Esteri

Non è un’Europa per ong

17
Novembre 2022
Di Flavia Iannilli

«La priorità assoluta è la tutela della dignità delle persone. Questa è la lente attraverso cui mettere a fuoco le decisioni dell’Esecutivo a cui spetta il compito di governare i flussi migratori». Queste le parole con cui il Ministro dell’Interno Piantedosi ha aperto l’informativa in Senato sui flussi migratori con un focus particolare sui recenti interventi da parte delle ong nel Mediterraneo centrale.

Parole accompagnate da numeri particolarmente sostanziosi. I dati del ministero degli Interni parlano chiaro; i migranti sbarcati sulle coste italiane nel 2020 sono 32.111, nel 2021 aumentano arrivando a quota 59.246, il 2022 (dati fermi al 15 novembre) è l’anno in cui il ministero ha calcolato lo sbarco di quasi 93.000 migranti.

Un’analisi che porta il ministro a ribadire un concetto fondamentale: «L’Italia conosce bene il significato di dignità, anche come parametro di condotta. L’attenzione alla dignità non può fermarsi alle soglie dei centri di accoglienza». Una frase che può spaccare l’opinione pubblica, ma che trova una fedele compagna nella modalità con cui l’Italia si è adoperata nell’accoglienza dei profughi ucraini. Avendo superato la soglia dei 90mila arrivi, ossia il 60% in più rispetto all’anno precedente, il sistema è stato messo a dura prova soprattutto con l’entrata di 172mila persone che fuggono dalla guerra in Ucraina.

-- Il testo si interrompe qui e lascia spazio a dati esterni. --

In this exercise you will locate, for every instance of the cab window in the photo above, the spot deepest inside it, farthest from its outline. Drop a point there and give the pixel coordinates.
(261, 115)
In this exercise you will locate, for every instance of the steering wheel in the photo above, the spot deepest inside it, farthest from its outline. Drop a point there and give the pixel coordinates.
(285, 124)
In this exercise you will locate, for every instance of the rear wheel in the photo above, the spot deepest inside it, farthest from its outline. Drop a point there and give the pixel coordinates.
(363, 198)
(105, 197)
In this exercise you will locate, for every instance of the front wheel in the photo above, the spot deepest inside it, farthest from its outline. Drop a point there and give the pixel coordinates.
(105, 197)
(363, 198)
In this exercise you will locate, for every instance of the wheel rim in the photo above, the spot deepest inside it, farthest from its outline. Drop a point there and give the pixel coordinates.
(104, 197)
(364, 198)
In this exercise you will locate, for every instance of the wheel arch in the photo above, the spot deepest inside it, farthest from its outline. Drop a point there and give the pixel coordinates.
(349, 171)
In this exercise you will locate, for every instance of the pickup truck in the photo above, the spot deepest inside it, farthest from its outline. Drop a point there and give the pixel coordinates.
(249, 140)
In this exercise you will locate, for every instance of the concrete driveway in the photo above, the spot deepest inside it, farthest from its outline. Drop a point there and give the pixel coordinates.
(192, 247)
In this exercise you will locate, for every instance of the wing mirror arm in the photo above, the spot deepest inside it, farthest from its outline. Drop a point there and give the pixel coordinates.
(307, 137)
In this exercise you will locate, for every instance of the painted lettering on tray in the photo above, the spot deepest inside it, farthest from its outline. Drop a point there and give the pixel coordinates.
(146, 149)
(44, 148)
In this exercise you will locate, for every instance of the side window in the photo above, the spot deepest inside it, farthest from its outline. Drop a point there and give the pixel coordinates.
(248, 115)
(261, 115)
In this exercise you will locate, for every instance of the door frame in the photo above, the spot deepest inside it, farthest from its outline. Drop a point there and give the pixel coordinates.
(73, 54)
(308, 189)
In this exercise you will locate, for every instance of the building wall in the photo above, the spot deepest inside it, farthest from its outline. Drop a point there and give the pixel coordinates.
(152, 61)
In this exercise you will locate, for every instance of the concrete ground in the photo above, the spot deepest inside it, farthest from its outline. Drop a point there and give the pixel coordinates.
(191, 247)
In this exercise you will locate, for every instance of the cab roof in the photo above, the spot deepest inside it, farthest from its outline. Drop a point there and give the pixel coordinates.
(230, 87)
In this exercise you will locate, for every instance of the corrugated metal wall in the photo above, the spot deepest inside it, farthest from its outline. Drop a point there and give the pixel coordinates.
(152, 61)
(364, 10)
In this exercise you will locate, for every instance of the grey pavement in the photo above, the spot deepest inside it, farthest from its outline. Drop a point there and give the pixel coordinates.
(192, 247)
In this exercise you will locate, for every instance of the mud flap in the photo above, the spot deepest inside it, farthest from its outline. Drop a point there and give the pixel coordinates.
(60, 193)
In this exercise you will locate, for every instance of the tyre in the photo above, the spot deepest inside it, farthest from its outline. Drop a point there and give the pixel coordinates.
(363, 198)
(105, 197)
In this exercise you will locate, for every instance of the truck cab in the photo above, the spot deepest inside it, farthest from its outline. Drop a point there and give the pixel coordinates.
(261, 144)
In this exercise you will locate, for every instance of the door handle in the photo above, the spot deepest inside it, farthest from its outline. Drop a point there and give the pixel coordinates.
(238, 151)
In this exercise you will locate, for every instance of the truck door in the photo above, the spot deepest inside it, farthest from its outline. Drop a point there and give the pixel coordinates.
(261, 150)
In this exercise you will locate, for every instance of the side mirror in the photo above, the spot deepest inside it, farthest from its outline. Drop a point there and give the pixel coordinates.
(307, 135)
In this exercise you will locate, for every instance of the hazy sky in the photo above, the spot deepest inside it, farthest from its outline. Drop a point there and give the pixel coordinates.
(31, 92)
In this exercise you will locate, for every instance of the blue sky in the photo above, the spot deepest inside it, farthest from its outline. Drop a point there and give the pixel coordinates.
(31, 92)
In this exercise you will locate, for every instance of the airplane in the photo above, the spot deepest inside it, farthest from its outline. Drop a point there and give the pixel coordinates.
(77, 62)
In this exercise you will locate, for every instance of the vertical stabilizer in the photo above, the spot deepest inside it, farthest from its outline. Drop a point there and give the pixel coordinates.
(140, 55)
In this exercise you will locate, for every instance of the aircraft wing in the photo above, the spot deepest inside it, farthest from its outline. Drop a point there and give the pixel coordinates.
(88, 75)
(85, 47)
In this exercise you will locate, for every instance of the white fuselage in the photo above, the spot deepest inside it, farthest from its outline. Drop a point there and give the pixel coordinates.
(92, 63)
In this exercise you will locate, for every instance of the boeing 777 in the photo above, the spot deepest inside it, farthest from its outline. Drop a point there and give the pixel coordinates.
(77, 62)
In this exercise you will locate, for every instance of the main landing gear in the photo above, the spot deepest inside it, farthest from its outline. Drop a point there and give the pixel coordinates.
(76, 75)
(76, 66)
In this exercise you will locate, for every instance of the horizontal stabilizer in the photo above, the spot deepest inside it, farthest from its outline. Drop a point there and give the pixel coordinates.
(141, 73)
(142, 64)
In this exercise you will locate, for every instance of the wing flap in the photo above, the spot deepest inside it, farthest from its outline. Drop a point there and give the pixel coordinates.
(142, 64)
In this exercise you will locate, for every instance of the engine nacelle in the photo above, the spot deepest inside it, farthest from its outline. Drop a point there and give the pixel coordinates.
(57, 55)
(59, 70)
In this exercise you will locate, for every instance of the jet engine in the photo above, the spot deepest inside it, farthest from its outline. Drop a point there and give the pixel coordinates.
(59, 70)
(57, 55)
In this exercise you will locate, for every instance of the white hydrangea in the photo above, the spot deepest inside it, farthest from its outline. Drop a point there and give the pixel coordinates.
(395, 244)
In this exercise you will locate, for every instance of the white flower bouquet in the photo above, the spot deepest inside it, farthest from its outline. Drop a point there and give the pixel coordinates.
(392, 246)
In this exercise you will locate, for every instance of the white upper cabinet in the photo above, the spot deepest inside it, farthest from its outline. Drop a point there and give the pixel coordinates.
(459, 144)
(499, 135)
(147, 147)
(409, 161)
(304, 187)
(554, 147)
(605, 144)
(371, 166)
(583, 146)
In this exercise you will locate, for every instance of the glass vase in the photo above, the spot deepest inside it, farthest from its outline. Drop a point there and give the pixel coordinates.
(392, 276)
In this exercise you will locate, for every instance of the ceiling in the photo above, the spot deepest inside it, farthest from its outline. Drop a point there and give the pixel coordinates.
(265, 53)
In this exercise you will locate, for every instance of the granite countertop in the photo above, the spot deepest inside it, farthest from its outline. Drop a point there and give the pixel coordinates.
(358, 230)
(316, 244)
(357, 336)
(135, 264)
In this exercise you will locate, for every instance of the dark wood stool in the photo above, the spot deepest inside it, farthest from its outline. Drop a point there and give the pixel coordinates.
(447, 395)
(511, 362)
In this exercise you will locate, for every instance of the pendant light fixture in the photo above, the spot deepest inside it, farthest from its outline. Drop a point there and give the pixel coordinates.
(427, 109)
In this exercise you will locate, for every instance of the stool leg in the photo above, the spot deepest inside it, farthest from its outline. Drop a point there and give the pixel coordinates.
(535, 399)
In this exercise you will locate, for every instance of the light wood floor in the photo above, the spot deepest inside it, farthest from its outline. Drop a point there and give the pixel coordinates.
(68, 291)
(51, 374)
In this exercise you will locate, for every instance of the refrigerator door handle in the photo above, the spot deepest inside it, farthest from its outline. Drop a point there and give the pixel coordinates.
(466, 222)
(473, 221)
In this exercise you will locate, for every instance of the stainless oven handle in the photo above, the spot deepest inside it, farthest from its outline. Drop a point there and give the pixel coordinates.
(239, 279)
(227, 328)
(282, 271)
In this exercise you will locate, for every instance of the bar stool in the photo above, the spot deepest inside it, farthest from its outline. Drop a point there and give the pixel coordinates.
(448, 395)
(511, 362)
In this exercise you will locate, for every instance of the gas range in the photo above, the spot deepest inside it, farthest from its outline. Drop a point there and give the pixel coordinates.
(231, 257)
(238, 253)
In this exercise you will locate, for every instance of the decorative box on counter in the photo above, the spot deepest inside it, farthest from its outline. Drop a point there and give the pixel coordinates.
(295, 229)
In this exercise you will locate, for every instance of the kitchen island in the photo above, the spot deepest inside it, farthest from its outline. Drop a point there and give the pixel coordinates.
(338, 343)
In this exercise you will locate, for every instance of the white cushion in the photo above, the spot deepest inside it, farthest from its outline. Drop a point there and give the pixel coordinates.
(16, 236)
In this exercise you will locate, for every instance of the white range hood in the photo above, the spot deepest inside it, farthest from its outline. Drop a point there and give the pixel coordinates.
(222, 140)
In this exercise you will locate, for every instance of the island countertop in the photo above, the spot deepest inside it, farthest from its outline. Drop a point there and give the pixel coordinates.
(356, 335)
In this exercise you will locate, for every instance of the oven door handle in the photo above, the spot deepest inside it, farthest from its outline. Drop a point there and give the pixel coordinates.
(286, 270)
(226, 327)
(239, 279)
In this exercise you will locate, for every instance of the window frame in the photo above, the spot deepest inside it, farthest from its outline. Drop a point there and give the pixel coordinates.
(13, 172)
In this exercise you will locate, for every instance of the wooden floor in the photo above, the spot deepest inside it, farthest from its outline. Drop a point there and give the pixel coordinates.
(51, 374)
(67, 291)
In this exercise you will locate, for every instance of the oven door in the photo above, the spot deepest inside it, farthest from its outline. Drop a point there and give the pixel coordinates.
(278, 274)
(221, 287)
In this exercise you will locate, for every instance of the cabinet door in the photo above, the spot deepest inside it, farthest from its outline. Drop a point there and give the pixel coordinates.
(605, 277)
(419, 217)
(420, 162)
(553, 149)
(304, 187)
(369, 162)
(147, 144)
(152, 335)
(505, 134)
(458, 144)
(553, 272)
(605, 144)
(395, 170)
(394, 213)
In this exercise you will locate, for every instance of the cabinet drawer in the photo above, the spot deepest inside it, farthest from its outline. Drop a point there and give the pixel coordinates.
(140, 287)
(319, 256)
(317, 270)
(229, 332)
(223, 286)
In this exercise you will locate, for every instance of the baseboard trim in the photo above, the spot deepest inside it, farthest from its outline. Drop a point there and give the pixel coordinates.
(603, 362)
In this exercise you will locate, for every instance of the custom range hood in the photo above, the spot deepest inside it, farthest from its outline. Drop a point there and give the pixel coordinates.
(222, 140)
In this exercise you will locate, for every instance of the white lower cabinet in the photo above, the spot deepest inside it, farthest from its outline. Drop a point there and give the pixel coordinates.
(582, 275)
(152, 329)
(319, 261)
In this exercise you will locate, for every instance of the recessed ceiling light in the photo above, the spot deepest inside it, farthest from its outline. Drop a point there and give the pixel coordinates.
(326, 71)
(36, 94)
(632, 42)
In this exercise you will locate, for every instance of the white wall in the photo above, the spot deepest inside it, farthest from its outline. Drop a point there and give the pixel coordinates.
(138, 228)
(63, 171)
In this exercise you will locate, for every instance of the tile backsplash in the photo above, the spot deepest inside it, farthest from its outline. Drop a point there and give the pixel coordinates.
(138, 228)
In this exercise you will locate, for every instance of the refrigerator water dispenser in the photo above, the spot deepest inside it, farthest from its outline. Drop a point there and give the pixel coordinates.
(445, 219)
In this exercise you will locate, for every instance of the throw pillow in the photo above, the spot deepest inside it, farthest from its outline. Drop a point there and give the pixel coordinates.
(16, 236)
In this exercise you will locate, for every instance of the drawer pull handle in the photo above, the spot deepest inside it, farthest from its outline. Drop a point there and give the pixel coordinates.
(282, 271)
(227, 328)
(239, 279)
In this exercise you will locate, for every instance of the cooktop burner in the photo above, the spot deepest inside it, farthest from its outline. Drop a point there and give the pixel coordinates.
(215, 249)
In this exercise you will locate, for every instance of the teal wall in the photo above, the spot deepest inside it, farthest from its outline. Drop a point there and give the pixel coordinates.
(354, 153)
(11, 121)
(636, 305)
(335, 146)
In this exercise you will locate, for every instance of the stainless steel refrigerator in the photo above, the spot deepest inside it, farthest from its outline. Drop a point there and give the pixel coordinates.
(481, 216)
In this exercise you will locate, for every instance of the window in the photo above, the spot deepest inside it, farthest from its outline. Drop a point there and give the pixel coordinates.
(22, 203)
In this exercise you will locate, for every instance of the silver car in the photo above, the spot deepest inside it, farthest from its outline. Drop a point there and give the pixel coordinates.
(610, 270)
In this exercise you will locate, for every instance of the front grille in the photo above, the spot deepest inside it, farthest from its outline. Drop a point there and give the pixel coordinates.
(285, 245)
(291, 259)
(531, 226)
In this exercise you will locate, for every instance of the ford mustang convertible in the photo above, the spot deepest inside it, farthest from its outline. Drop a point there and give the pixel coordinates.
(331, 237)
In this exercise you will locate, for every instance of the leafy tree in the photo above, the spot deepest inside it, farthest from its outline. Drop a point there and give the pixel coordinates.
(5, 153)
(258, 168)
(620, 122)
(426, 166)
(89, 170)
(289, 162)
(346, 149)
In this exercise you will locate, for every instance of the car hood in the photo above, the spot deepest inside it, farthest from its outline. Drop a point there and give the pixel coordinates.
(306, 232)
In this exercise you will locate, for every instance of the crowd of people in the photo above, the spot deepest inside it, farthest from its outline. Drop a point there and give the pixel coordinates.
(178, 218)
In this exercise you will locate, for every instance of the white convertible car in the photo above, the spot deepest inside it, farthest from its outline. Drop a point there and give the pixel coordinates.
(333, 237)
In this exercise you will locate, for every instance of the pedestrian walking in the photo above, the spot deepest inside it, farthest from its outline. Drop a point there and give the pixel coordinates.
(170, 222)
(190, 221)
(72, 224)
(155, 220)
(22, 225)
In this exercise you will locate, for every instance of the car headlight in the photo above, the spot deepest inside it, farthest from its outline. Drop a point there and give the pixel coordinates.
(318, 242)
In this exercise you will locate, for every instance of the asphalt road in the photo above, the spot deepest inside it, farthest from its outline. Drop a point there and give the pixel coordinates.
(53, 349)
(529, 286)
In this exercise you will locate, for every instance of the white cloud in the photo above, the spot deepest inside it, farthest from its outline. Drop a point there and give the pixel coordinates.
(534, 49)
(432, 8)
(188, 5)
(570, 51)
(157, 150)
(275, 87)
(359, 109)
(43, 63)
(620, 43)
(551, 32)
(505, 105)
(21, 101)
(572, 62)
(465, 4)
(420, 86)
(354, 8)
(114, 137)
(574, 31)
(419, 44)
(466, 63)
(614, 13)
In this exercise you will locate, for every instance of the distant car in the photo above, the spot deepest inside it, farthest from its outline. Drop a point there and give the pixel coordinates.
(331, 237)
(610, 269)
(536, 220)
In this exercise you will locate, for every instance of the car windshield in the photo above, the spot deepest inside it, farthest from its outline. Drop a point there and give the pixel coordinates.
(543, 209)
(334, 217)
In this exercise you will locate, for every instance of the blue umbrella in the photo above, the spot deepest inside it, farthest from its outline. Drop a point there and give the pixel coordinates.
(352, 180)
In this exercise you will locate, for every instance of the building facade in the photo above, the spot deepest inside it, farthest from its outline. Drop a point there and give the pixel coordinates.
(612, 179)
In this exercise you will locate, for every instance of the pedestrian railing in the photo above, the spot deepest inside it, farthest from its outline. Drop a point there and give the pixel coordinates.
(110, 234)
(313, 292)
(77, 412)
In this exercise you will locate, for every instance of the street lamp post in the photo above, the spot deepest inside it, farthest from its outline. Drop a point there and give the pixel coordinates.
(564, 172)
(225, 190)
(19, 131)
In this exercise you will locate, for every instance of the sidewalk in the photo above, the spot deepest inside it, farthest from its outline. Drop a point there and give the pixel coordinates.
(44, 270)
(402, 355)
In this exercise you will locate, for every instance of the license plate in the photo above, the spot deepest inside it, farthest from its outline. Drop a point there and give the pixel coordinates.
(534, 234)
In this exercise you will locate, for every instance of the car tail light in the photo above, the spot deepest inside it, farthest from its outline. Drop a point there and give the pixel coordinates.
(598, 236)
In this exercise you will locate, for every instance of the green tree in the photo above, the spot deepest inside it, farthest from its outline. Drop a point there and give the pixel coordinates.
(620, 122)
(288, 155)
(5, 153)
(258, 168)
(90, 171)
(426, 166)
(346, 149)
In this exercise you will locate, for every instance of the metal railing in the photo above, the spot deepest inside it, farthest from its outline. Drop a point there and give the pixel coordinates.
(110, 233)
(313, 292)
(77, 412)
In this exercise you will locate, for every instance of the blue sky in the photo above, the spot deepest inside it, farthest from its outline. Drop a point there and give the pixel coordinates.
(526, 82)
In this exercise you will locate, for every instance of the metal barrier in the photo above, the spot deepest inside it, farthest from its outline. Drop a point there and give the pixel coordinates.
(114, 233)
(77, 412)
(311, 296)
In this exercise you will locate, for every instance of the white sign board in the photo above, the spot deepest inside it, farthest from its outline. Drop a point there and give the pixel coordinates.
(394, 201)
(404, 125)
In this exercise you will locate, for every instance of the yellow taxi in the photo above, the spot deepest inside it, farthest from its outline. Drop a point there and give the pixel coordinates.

Cifre importanti che lasciano comprendere la segnalazione di saturazione da parte dei centri di accoglienza nazionali. A queste si aggiungono le 69mila richieste di asilo, il 56% in più rispetto al 2021. Di queste il 57% che è stato esaminato si è concluso con un diniego, perché? Significa che la maggior parte dei migranti approdati in Italia è mossa da ragioni economiche e conseguentemente non ha titolo per rimanere.

Per quanto l’Italia possa cercare di trovare un equilibrio tra i principi di solidarietà e la difesa dei propri confini è noto che ci sia bisogno di una politica europea specifica. Sperando che questo percorso trovi non solo ispirazione nella responsabilità di ogni nazione ma anche condivisione ed equa divisione tra i singoli Stati membri.

Ad oggi è chiaro che il paese si trovi in una situazione passiva e che quindi subisca le migrazioni piuttosto che governarle. In questo contesto si infiltra la maggiore preoccupazione dei governanti: come fermare la costola sostanziosa dell’illegalità legata agli sbarchi? Il ministro Piantedosi ha dichiarato: «Siamo per attivare corridoi umanitari per le persone vulnerabili, da usare come leva anche per i Paesi di origine e transito dei flussi. Dobbiamo creare percorsi legali di ingresso per i Paesi che collaborano alla prevenzione delle partenze illegali ed ai rimpatri, con un meccanismo premiale a favore dei Paesi più impegnati nel contrasto all’immigrazione illegale».

Ma ad alzare la polemica sono i soggetti privati che secondo Piantedosi rappresentano un fattore di attrazione sia per i flussi di migranti sia per le organizzazioni criminali che trovano basi solide nel modus operandi delle ong presenti nell’area. Le navi ong che hanno tenuto l’opinione pubblica attenta al tema, come la Ocean Viking, non battono bandiera italiana; nel caso specifico si tratta di una nave norvegese. Motivo per cui la Farnesina ha tenuto aperte le interlocuzioni con la Norvegia affinchè trovassero un posto sicuro per i migranti.

Una querelle tra solidarietà e responsabilità che nuoce ai migranti stessi, ma che non possono risolvere solo i paesi che si affacciano sul Mediterraneo. Una situazione complessa che ha spinto gli stati aggravati dai flussi (Italia, Malta, Cipro e Grecia), complice la posizione geografica, ad arrivare ad una dichiarazione congiunta nei confronti dei paesi dell’Europa centrale (con particolare riferimento a Francia e Germania).

In attesa di capire se si arriverà ad una relocation tra gli Stati membri che sia adeguata rispetto al numero di sbarchi Piantedosi, numeri alla mano, ha dichiarato: «L’Italia è andata al di là dei suoi obblighi e non è mai venuta meno ai principi di solidarietà ed accoglienza, ma l’accoglienza ha un limite invalicabile nella capacità dello Stato di destinazione dei flussi di assicurare percorsi di integrazione efficaci».